Ознакомившись с письмом, Киров попросил А. И. Угарова, бывшего в те годы секретарем Ленинградского горкома ВКП(б), внимательно разобраться в ситуации. Это было 7 июля 1933 года. А 4 августа, почти с подобным письмом к Кирову обращается писатель Дмитрий Четвериков. Он жаловался, что его не печатают, травят рапповцы, мешают ему в его творческой работе над романом об Эдисоне. И снова Киров просит Александра Ивановича Угарова вникнуть в существо вопроса, оказать помощь и содействие Четверикову[314].

Забегая вперед, скажем, что оба писателя — и Алексей Тверяк, и Дмитрий Четвериков впоследствии, уже после убийства Кирова были арестованы. Один из них — Алексей Тверяк погиб в лагерях, второй — Дмитрий Четвериков, пройдя все круги ада, остался жив. И кто знает сегодня, не сыграли ли свою роль в их трагической судьбе те «ярлыки» и так называемые «классовые оценки», которые «прилепили» к ним в 33-м. Важно подчеркнуть и другое, пока был жив Киров — репрессии не коснулись писателей города.

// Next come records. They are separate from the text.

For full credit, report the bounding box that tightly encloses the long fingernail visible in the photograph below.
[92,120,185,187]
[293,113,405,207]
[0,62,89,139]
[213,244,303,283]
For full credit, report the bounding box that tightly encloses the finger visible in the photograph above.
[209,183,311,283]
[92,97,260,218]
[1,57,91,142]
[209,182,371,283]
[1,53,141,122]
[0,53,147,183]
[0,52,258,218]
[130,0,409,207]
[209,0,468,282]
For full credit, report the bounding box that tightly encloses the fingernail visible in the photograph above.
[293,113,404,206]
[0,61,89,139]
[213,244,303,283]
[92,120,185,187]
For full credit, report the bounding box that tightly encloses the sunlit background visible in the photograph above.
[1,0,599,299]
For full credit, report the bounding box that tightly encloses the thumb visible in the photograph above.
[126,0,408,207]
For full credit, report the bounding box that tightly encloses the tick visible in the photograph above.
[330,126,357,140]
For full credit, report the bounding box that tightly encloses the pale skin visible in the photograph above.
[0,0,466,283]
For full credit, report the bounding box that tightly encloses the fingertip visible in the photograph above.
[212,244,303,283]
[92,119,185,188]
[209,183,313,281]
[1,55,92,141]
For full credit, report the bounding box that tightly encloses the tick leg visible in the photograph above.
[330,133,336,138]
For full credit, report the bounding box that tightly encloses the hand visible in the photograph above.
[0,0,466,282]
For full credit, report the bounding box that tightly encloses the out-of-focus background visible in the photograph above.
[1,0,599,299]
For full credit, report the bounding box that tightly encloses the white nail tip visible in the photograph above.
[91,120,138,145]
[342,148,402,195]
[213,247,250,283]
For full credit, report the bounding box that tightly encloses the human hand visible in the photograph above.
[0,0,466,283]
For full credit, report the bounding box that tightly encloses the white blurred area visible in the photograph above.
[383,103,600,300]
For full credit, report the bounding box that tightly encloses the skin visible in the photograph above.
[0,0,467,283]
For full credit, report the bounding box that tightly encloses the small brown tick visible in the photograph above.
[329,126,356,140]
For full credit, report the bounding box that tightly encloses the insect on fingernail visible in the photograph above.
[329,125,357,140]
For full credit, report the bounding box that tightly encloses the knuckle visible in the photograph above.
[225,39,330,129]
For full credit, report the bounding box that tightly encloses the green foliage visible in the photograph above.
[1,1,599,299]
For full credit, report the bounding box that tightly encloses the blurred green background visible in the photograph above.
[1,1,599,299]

Справедливости ради надо отметить: Киров старался освободить лиц, подвергавшихся, по его мнению, необоснованным обвинениям, помогал тем, кто освободился из заключения, получить ленинградскую Прописку. И такие случаи были не единичны. Но так же следует сказать, что он входил в так называемую «тройку», его подпись стоит под списком лиц, подлежащих выселению из Ленинграда, как «классово-чуждых элементов» при проведении паспортизации 1933 года.

И все-таки каждый раз, когда к нему обращались лично и жалобы Доходили до него, Сергей Миронович пытался чем-то помочь людям. Совершенно недавно при разборе библиотеки Сергея Мироновича в книге «Лейтенант П. П. Шмидт» было найдено интересное письмо к Кирову, которое публикуется впервые:

«Глубокоуважаемый Сергей Миронович, только что получила от Вас три письма в Москву и Вашу записку ко мне.

Не умею выразить Вам мою горячую признательность за Ваше отношение ко мне и моему сыну. Бывают в жизни минуты, когда словами не выразить чувств, которые наполняют душу!

Прошу Вас принять от меня в знак моего глубокого уважения и признательности мои воспоминания о брате (в III-м издании) Давно хотела прислать Вам их, но не решалась обращать Ваше внимание на эту, уже известную Вам книгу, только дополненную в этом издании моими пометками об интимных письмах Лейтенанта Шмидта.

Уважающая Вас. Анна Избаш.

7-го января 25 года. Баку»[315].

Среди бумаг, которые были изъяты у покойного Кирова, находилось письмо. Оно принадлежало представителю самой многочисленной части интеллигенции — сельской, и пришло на квартиру Сергея Мироновича в те дни, когда он находился в Москве на Пленуме ЦК ВКП(б) в ноябре 1934 года. Уходя из дома, он взял его с собой, чтобы прочитать в Смольном. Вот оно:

«Шлют горячий привет дорогому брату две твои старенькие сестры — Анюта и Лиза и двое племянников Костя и Эмма. Последнее письмо твое мной было получено в 11 году из Владикавказа, а дальше растерялись мы все. О тебе думалось, что правительство расправилось окончательно и живым ты больше не существуешь… Нынче летом, узнав твой адрес имели большое поползновение съездить в Ленинград, но служебные дела не дали возможности… Если доживу до лета, то в 1935 году приедем вместе с Анютой…

Говори, доказывай колхозникам на собраниях с пеной у рта о наших достижениях и будущей нам лучшей жизни и в нашем уголке, а придешь домой досадно станет, так еще глухо, порой дико у нас. Прошлый год в нашем селении в первый раз увидели автомобиль, а за летевшим на днях аэропланом ребята бежали до конца деревни… Да что крестьяне и их дети. Сын техникум кончил, год работал, а не имел возможности видеть поезда.

Елизавета Мироновна Верхотина (Кострикова) 18.XI.1934 г. дер. Елькино, Елькинского с/с, Горьковского края»[316].

Этим письмом и без всяких комментариев мне и хотелось бы закончить главу.